Established in 2014 with a brief to support smaller businesses, the BBB effectively operates as Britain’s economic development bank. Earlier this year, under the Government’s Modern Industrial Strategy initiative, the bank was allocated £4 billion to invest in young companies working in sectors considered crucial to the future of U.K. prosperity, with a further £2.6 billion earmarked for promising startups operating in any industry.

Meanwhile, the bank has been quietly altering its modus operandi for investment. Rather than channelling money through VC funds, it has begun to step up direct investment, albeit alongside VCs. To date, it has provided £250 million in equity funding for 33 scaling companies in the tech and life sciences sectors. Moving forward, the BBB intends to step up direct investment to support companies that are, as it sees it, at the forefront of innovation and growth.

So what will this mean for the U.K.’s ecosystem.

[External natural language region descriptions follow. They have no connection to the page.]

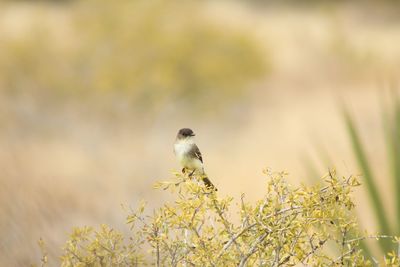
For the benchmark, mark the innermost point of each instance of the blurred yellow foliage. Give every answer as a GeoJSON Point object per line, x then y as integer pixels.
{"type": "Point", "coordinates": [311, 226]}
{"type": "Point", "coordinates": [147, 51]}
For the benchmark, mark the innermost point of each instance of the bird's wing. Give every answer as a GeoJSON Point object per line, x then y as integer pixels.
{"type": "Point", "coordinates": [195, 152]}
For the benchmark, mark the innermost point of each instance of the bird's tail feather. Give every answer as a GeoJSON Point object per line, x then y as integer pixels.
{"type": "Point", "coordinates": [209, 184]}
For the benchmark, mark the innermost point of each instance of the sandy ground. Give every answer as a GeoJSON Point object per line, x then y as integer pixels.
{"type": "Point", "coordinates": [78, 170]}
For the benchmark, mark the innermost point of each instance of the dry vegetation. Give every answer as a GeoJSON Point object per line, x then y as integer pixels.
{"type": "Point", "coordinates": [90, 102]}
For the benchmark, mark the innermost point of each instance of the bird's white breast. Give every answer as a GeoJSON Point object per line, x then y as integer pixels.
{"type": "Point", "coordinates": [181, 149]}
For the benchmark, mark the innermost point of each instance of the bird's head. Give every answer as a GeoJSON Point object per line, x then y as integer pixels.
{"type": "Point", "coordinates": [185, 133]}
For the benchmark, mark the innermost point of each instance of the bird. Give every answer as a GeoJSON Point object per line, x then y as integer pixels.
{"type": "Point", "coordinates": [189, 156]}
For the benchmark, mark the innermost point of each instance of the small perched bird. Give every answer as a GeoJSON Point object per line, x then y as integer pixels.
{"type": "Point", "coordinates": [189, 156]}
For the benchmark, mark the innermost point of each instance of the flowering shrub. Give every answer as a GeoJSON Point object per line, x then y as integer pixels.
{"type": "Point", "coordinates": [310, 226]}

I spoke to the bank’s Chief Investment Officer, Leandros Kalisperas, to find out more.

Investment Choices

As Kalisperas acknowledges, the £250 million invested directly thus far represents just 5% of the BBB’s total commitment, so in the greater scheme of things, we are talking about relatively small sums.

However, the percentage is expected to rise once the BBB begins to deploy the capital provided to it under the Modern Industrial Strategy. “I could see up to 25% of the Industrial Strategy capital being done on a co-investment basis,” he says.

That raises questions about how a body that has previously invested through VC funds – and thus relied on fund managers to make the investment choices – will select companies to support directly. Are we looking at a situation where a state-sponsored body will begin the perilous undertaking of picking winners?

Well, it’s smore nuanced than that. Kalisperas says the BBB will look at investment selection through two lenses. First, if the bank has already invested in a business via a fund, it may be willing to provide more capital if it is needed as a top-up ahead of future rounds.

“The power law distribution suggests that the way returns are made is through breakout companies succeeding. So our first premise was to follow into later rounds some of those companies that we already see in our funds program,” he says.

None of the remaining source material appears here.